De puissants anticorps de patients bloquent le virus

Pour ce nouveau projet, Rogers et ses collègues de l’université de San Diego ont prélevé des échantillons de sang sur des patients qui s’étaient rétablis du  COVID-19 léger à grave. En parallèle, les scientifiques de Scripps Research et de l’IAVI ont développé des cellules tests qui expriment l’ACE2, le récepteur que le SRAS-CoV-2 utilise pour pénétrer dans les cellules humaines. Dans une série d’expériences, l’équipe a testé si le sang des patients contenant des anticorps pouvait se lier au virus et l’empêcher fortement d’infecter ces cellules test.
Les scientifiques ont pu isoler plus de 1 000 cellules immunitaires distinctes productrices d’anticorps, appelées cellules B, chacune d’entre elles produisant un anticorps anti-SARS-CoV-2 distinct. L’équipe a obtenu les séquences des gènes d’anticorps de ces cellules B afin qu’elles puissent produire les anticorps en laboratoire. En criblant ces anticorps individuellement, l’équipe en a identifié plusieurs qui, même en quantités infimes, pouvaient bloquer le virus dans les cellules test, et un qui pouvait également protéger les hamsters contre une forte exposition virale.

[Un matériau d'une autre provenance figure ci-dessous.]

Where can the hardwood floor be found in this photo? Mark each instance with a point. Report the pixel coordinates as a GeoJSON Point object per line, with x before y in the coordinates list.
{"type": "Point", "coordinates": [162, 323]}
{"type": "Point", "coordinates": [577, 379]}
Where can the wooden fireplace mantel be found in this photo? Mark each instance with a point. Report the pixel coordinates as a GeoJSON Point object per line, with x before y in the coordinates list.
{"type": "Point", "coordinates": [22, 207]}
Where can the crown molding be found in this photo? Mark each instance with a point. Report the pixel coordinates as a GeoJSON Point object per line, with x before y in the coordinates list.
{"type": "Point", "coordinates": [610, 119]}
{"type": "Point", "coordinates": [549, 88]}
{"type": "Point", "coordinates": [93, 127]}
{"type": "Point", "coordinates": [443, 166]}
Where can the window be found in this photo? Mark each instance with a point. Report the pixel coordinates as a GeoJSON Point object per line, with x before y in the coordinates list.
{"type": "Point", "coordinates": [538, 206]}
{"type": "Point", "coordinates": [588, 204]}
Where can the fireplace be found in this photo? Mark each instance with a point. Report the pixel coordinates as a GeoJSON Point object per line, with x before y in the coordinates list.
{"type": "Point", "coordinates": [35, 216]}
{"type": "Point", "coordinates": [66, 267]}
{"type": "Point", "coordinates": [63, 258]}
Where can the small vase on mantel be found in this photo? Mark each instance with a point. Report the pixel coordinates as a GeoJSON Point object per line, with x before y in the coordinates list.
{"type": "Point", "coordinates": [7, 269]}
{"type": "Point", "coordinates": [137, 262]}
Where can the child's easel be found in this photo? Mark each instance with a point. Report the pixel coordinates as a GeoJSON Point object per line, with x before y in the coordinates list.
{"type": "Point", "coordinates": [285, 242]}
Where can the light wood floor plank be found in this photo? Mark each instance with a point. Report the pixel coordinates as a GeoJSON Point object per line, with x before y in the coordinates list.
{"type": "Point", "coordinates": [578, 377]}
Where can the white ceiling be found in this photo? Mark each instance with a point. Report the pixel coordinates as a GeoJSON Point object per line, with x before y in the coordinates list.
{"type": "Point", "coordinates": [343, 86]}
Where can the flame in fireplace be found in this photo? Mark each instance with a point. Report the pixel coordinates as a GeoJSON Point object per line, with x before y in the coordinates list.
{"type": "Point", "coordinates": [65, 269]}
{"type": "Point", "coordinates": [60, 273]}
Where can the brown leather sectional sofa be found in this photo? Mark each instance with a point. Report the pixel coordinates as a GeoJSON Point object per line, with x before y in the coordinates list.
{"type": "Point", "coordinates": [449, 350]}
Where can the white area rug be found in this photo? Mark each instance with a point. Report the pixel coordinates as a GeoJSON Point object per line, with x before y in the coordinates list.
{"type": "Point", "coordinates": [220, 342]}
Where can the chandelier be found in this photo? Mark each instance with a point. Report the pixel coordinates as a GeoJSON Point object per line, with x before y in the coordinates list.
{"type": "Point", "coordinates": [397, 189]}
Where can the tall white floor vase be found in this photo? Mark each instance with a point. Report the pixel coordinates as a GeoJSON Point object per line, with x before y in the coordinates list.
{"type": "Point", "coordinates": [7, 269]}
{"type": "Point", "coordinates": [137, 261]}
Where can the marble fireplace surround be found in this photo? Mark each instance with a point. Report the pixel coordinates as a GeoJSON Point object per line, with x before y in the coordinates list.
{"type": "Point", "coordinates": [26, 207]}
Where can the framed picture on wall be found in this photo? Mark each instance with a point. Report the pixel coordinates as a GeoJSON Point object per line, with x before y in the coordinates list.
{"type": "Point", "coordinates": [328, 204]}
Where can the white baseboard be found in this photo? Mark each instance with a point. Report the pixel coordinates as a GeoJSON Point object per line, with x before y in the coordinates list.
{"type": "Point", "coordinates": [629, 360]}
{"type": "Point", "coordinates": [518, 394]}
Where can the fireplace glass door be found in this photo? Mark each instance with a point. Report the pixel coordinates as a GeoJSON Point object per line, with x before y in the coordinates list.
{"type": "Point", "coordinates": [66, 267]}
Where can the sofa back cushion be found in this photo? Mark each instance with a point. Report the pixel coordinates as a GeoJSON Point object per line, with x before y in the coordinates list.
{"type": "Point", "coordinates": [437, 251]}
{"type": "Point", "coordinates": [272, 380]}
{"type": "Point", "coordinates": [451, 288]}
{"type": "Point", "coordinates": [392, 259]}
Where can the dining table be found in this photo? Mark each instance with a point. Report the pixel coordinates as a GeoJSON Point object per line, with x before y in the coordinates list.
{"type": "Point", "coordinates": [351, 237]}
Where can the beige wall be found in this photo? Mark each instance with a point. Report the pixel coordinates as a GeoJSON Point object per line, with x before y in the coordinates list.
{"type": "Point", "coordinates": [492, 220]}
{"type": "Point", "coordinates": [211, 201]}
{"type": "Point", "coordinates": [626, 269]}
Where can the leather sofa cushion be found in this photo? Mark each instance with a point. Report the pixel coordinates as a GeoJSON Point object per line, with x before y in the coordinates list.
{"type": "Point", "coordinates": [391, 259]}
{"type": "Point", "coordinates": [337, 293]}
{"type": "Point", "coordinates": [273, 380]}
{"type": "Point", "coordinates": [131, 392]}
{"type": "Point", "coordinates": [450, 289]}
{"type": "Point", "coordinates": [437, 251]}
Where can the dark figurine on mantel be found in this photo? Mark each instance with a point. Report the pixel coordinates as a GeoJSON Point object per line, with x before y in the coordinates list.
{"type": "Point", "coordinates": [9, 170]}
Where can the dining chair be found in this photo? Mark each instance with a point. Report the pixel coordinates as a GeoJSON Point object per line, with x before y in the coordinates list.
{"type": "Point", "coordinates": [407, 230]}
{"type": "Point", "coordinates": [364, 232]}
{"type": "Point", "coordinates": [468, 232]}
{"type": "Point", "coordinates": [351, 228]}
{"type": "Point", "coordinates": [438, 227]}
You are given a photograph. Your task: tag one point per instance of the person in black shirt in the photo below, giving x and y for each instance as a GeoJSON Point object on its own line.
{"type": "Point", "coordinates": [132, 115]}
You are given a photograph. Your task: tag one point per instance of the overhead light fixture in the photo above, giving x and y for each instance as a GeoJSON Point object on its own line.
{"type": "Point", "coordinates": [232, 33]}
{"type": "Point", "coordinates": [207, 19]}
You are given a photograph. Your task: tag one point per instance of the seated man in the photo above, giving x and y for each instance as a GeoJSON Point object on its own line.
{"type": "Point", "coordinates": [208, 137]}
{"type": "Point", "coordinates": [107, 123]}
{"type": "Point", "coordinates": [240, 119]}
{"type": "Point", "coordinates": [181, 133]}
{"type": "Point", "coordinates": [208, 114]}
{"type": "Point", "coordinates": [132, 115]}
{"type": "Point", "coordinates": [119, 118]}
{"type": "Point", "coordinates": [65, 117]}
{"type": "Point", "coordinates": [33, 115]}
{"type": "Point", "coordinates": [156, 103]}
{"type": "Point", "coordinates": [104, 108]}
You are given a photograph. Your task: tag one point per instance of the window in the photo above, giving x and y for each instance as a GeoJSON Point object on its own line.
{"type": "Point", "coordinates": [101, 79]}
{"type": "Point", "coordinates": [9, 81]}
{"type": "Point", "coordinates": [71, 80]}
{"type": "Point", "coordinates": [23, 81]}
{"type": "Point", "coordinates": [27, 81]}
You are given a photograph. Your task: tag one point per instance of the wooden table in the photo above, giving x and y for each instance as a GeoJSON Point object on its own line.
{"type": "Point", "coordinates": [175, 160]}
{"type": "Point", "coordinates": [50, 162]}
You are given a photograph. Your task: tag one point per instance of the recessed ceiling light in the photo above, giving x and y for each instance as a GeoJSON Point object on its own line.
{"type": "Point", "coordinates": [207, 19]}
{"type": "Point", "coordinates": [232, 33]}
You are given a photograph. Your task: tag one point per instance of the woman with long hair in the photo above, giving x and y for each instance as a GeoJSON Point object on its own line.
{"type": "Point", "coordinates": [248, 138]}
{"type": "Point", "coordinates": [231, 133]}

Ils seront disponibles dès janvier 2021

Si les tests de sécurité sur les animaux et les essais cliniques sur les humains se déroulent bien, il est concevable que ces anticorps puissent être utilisés en milieu clinique dès janvier prochain, affirment les chercheurs. « Nous avons l’intention de les mettre à la disposition de ceux qui en ont le plus besoin, y compris les personnes des pays à faible et moyen revenu », déclare M. Landais.
Au cours de leurs tentatives pour isoler les anticorps anti-SARS-CoV-2 des patients atteints du COVID-19, les chercheurs en ont trouvé un qui peut également neutraliser le SARS-CoV, le coronavirus apparenté qui a causé l’épidémie de 2002-2004 du syndrome respiratoire aigu sévère (SRAS) en Asie.

Contre tous les coronavirus 

« Cette découverte nous permet d’espérer que nous finirons par trouver des anticorps largement neutralisants qui offrent une protection au moins partielle contre tous les coronavirus du SARS ou contre la plupart d’entre eux, ce qui devrait être utile si un autre coronavirus se propage chez l’homme », déclare M. Burton.
Cette recherche a été publiée dans Science.